Although this also says a lot about how bad the governance is in the country, so much so that our biggest export is labor and we have been suffering from a continuous "brain drain" (with a lot of professionals opting to leave and work abroad) for many years now, it also shows that Filipinos (inclusive of both genders) are also an honest and hardworking people.

#2013-02-28 10:32:29 by CalYost @CalYost

Thank you for all your feedback on the two articles . It is my plan to visit the Philippines this year. I have my tourist guide and map ready. I hope to meet some of the women that I have met online. I'm also considering simply retiring there, however I get restless easy, so I imagine I will find myself teaching English again. So far I've taught English to adults from over 15 different countries and never left town!

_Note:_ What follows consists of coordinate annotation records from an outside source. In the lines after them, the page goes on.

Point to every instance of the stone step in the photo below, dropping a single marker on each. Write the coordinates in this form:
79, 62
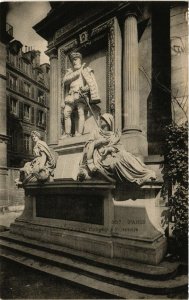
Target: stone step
101, 274
78, 279
164, 270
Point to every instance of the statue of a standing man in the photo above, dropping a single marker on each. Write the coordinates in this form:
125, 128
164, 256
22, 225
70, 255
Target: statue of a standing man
79, 87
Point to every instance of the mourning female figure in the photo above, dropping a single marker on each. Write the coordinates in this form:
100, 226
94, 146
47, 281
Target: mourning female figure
104, 154
41, 167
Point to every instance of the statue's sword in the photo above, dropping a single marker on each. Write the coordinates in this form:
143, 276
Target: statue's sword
83, 95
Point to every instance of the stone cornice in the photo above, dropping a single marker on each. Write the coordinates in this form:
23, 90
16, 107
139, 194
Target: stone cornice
52, 52
4, 138
61, 17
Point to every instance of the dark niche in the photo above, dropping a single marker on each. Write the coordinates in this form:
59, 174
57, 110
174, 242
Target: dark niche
80, 208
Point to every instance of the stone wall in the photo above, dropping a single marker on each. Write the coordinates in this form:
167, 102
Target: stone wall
179, 61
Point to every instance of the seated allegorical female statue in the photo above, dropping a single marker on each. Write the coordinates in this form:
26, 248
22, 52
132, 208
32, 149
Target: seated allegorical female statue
41, 167
105, 155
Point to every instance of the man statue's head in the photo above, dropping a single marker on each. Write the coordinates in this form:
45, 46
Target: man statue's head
76, 58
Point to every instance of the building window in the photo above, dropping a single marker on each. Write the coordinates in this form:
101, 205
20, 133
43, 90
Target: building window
41, 118
13, 106
27, 143
27, 89
41, 97
27, 112
13, 140
13, 82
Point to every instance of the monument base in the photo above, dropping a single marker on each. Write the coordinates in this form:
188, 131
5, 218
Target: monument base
93, 217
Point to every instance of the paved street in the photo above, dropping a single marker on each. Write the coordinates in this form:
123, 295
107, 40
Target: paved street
8, 217
19, 282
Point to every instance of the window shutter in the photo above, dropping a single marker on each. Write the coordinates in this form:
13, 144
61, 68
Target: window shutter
7, 79
45, 120
21, 110
32, 115
8, 103
32, 92
21, 86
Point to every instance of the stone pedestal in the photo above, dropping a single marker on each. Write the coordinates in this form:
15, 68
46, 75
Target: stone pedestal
84, 216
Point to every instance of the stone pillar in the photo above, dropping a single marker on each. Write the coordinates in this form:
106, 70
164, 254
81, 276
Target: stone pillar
3, 129
53, 105
132, 137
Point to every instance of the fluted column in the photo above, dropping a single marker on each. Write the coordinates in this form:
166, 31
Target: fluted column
3, 129
53, 105
131, 74
133, 138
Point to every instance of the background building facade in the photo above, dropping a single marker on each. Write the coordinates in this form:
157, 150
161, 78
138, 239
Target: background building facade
27, 93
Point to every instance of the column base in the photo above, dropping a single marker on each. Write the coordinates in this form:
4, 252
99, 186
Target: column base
135, 142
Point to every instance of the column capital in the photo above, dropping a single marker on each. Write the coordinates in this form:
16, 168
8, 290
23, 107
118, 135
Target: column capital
52, 53
131, 13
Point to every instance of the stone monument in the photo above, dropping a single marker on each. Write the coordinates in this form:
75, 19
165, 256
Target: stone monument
101, 201
80, 90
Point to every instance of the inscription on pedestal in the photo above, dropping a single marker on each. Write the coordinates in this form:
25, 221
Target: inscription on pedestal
80, 208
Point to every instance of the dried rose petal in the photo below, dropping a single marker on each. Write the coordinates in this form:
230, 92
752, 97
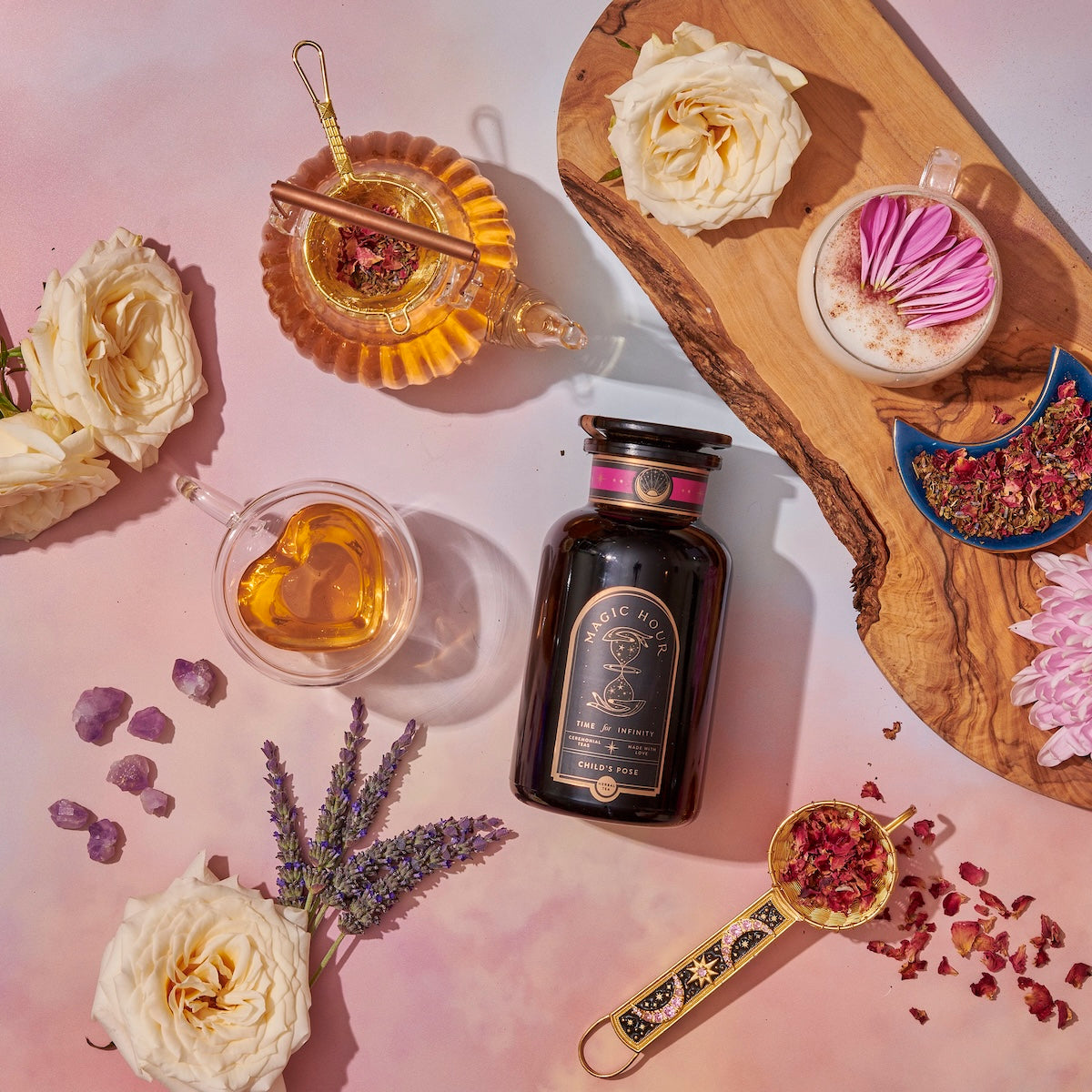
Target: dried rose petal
68, 814
195, 680
1020, 905
96, 709
131, 774
147, 724
154, 802
1037, 998
951, 904
965, 935
103, 840
973, 874
1078, 975
986, 986
838, 862
993, 904
1052, 934
1019, 959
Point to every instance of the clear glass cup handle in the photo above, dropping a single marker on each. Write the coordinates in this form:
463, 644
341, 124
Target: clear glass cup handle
942, 170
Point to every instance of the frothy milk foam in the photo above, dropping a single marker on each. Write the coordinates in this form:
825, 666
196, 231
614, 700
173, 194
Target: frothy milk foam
865, 323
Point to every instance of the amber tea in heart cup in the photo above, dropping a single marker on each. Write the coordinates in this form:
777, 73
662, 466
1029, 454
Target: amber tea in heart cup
315, 583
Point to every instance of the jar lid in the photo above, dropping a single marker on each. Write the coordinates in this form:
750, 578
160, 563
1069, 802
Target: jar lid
688, 447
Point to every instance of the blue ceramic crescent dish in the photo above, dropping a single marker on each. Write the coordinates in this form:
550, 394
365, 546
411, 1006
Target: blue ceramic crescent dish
910, 442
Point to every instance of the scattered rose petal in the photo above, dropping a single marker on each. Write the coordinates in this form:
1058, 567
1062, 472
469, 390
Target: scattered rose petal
951, 904
103, 840
195, 680
1078, 975
68, 814
1020, 905
96, 709
1037, 997
973, 874
938, 887
986, 986
131, 774
965, 935
147, 724
993, 904
154, 802
1019, 959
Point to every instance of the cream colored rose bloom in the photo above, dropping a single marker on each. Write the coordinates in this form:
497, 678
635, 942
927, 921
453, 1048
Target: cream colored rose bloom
46, 473
205, 987
114, 349
707, 132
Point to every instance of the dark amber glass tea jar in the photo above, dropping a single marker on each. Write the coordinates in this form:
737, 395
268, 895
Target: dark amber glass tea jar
614, 720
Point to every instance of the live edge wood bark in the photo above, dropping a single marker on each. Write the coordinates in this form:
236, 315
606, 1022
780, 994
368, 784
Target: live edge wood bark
932, 612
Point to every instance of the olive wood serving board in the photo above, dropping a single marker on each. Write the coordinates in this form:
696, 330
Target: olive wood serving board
933, 612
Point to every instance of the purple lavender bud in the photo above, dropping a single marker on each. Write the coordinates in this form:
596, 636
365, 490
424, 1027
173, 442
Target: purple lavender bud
68, 814
103, 840
195, 680
154, 802
147, 724
96, 709
131, 774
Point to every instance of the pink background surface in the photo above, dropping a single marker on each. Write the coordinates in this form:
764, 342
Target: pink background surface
173, 120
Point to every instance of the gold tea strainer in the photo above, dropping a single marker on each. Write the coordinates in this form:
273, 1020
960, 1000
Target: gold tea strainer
652, 1010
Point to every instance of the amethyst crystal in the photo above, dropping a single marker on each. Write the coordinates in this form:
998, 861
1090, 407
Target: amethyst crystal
103, 840
147, 724
154, 802
131, 774
195, 680
68, 814
96, 709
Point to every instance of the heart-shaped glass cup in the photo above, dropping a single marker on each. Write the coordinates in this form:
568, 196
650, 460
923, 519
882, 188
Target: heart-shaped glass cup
304, 567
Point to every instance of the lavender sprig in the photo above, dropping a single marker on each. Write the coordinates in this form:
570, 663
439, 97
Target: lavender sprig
284, 814
383, 876
376, 786
328, 844
363, 885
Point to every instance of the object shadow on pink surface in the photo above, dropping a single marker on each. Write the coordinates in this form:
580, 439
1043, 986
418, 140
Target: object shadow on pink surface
754, 730
465, 651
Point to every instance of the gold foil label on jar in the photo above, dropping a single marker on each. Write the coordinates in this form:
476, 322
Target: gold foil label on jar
629, 481
616, 703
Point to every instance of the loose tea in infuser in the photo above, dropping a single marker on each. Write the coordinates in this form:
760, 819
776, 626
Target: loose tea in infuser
833, 865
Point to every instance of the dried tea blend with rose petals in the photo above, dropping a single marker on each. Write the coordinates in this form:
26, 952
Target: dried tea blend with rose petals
838, 861
1027, 485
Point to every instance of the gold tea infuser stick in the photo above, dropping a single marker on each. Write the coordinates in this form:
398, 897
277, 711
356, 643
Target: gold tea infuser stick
652, 1010
337, 208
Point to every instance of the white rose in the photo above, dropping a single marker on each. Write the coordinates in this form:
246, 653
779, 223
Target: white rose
46, 473
205, 987
707, 132
114, 349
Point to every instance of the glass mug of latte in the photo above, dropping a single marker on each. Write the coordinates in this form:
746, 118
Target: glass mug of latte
901, 285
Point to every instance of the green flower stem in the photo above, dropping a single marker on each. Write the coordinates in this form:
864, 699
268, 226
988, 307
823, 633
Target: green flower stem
329, 956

So it is time for me to go somewhere.... I've been in California my entire life!

#2013-11-27 14:00:57 by Barry1 @Barry1

@CalYost .

"I have my tourist guide and map ready. I hope to meet some of the women that I have met online. I'm also considering simply retiring there..."

This is a great concept being considered by many Western men - retiring in a less developed country and thus being able to live well at a fraction of the cost of trying to survive back home. This is particularly attractive in those countries where language will not be a major problem.

Most certainly I'd be interested in your experiences, if you eventually decide to go down this route, my friend.